Pro riders are forced into a “take it or leave it” proposition when they take out their licenses required to race. The notion that the UCI acts as a union that represents the riders’ interests is a bad joke. That fact is underscored by UCI joining with CoNI in the near future hearing against Valverde.

Someday, pro riders will have the stones to form a real rider’s union. Why it has not happened yet is a mystery to me.

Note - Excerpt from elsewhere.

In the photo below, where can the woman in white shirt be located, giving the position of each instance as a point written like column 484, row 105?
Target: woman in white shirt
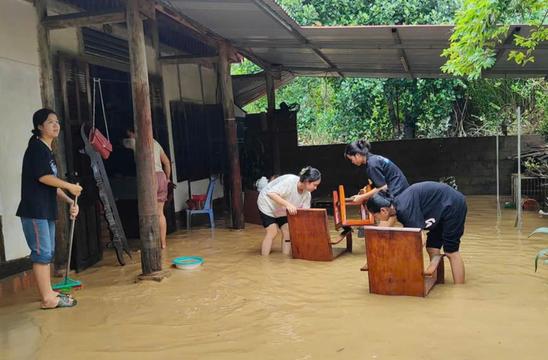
column 283, row 195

eightzero May 1, 2009 at 3:25 pm

Jeff: agreed.

NB: Bicycling Magazine has an interesting article demonstrating Cub’s Law:

http://bicycling.com/blogs/boulderreport/2009/04/30/is-the-ucis-passport-program-working/

Rant May 1, 2009 at 9:01 pm

Jeff,
Interesting stuff Steve wrote. Been a long time since I checked in on anything over there. Not sure how to resolve the penalties for labs, officials, etc. I’m all in favor of a graduated system, as Steve talks about. How could that be implemented for the labs? Maybe graduated suspensions of their accreditation? Suspension of the leaker (graduated, of course, depending on the offense, the severity, and how many times that person had released information before), if he/she could be found? I like the idea that if the leaker isn’t found, the case gets dropped. There should be a powerful disincentive to breaking the protocol. Having the case tossed would certainly be one. Maybe with the ADA/sports governing body/WADA system having to pay the athlete’s legal fees up to that point, too.

eightzero May 1, 2009 at 10:45 pm

The EU seems to be doing more sabre rattling too:

http://hellenicathletes.com/news.php?news_id=534

Jeff May 2, 2009 at 10:09 am

It seems Mr. Richard Young, primary architect of the WADA Code, may have miscalculated? I’m sure he’s boned up a bit on EU law, and while expert on U.S. law as it relates to the Code, he’s managed to underestimate European sensibilities on the whereabouts issue. More to come?

Jeff May 2, 2009 at 12:00 pm

Rant,

That other website has not been completely overrun by single issue trolls. Still a few intelligent and thoughtful posters there. Vaughn is a stand up guy and Steve in Atl is one of the good ones. While they, and a few others, are well outnumbered by trolls, there is some good info from time to time and it’s worth an occasional look.

I like Steve’s ideas about less draconian early offence sanctions, graduated penalties, and the splitting of A-Samples to be sent to different labs. The A-Sample splitting is intriguing for a number of reasons. If you are concerned about accuracy and scientific harmony within the movement, then a requirement for two independent WADA approved labs needing to agree on specific sample analysis in order for an AAF to be triggered goes a long way toward realizing those goals. The availability of a portion of the original sample for the athlete to have analyzed at his/her own expense, in the event of an AAF, is also positive. However I can’t see that scenario being played out often as two approved labs coming to the same conclusion independently would remove many objections due the possibilities/probabilities of leaks, seeking to validate a mistaken conclusion, working on samples of known athletes (not blind testing), and conspiracy or cover up.

I could agree with the only appeal going straight to CAS, if the make-up of the members sitting in judgment is altered to eliminate the distinct bias against athletes and for an IoC related career. That one is sticky and highly political.